The hype and excitement surrounding Rajini's social availability could have been dealt with in a more mature and interactive manner, as people follow celebrities on Twitter to know their stars a little more than what magazines and tabloids cover. Also, they want to connect directly with their idols.
Opines Nimesh Shah, head, Windchimes Communication, "The agency could have been better prepared and could have adopted a better plan anticipating the kind of rage Rajinikanth's joining Twitter would have. They should have well-devised the first tweet and there was no need of replying to all. Essentially, it is against the norms of social media to auto-reply to each and everyone unless you are using this as a broadcast medium. Moreover, sending out Kochadaiiyaan posters seemed more like a marketing post for the movie than a personal tweet."
By using automated tweets and tools to manage identity, the agency gave out the communication that the celeb is mostly disengaged with the social platform and the fans' voices won't reach him.
Moreover, while using TweetDelete, the agency could have selected the option where the platform doesn't post a tweet on behalf of the user. The tweet of Rajinikanth which said that he used TweetDelete made it worse.
"This is where other film stars like Salman Khan or Shah Rukh Khan's Twitter profiles set an example and it's mostly natural day to day thoughts that they tweet. In fact, Salman had even tweeted about the Kushal Tandon fiasco on Bigg Boss. Candid tweets is what celeb Twitter should be about," states Rajiv Dingra, CEO, WATConsult.
Moreover, since the account started giving out Kochadaiiyaan posters, users were confused whether the objective was to launch the superstar or his upcoming movie.
Besides, the agency seems to have failed to understand what Thalaivar (the brand) stands for, his fan following and their expectations from him. "Would he like to put his 'About' as 'The official handle of Superstar Rajinikanth' or something simpler and humble? The idea of replying to each follower was nice but that should have been more personalised and may be time-bound to avoid chaos," states Parag Gandhi, founder, Flying Cursor Interactive.
Keeping in mind the personal touch that Twitter stands for, the agency should stop all automated tweets and tools right away and focus on just one tweet a day. "But it must be something that showcases how superstar Rajini spends his day. He could tweet what he is having for breakfast or share an anecdote from an old movie; an old picture that's personal and not published can also be shared. Anything that brings fans closer to him should be the subject of the tweets rather than mere movie posters," states Dingra.
Why an agency?
So, if fans follow a living legend like Rajinikanth just to catch some personal glimpses, why should someone like him need an agency at all?

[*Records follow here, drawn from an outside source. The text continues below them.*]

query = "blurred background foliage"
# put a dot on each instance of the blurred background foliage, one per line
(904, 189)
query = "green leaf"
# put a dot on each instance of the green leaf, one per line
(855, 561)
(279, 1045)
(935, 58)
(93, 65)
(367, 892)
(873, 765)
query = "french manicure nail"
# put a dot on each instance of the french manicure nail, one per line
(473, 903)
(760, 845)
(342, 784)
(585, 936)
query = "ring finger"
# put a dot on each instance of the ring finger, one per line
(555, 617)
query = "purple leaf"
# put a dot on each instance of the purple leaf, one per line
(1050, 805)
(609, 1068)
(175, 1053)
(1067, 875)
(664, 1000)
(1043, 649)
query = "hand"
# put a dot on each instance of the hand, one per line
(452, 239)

Many feel that if the celeb account is meant for connecting to users more than endorsing a brand, the celeb can tweet himself/herself.
Gandhi adds that in the case of Twitter, the answer is a big NO. "One can hire a consultant or bring an agency to understand the medium, trends, latest happenings, and techniques every now and then. But for individuals and especially for celebrities, Twitter should be much more than marketing round ups. It should reflect something which is you - honest, personal and live," he adds.
"Salman Khan, with all his grammatical mistakes, still finds takers for his tweets just because his tweets are real. The same can be said for Amitabh Bachchan. And finally, it doesn't take much for a celebrity to tweet himself, even if he intends to endorse a brand," states Shah.
There are countless examples of such celebrity and high profile corporate Twitter profiles that have done a great job and have created a great fan following for themselves. Such moments are hard to achieve with the help of an agency or ghost writers and hence it is advisable that celebs should use an agency only for consultation and not for posting a tweet.
And, as far as Rajinikanth is concerned, we will still follow him and await that personalised tweet. After all, we all love the Thalaivar!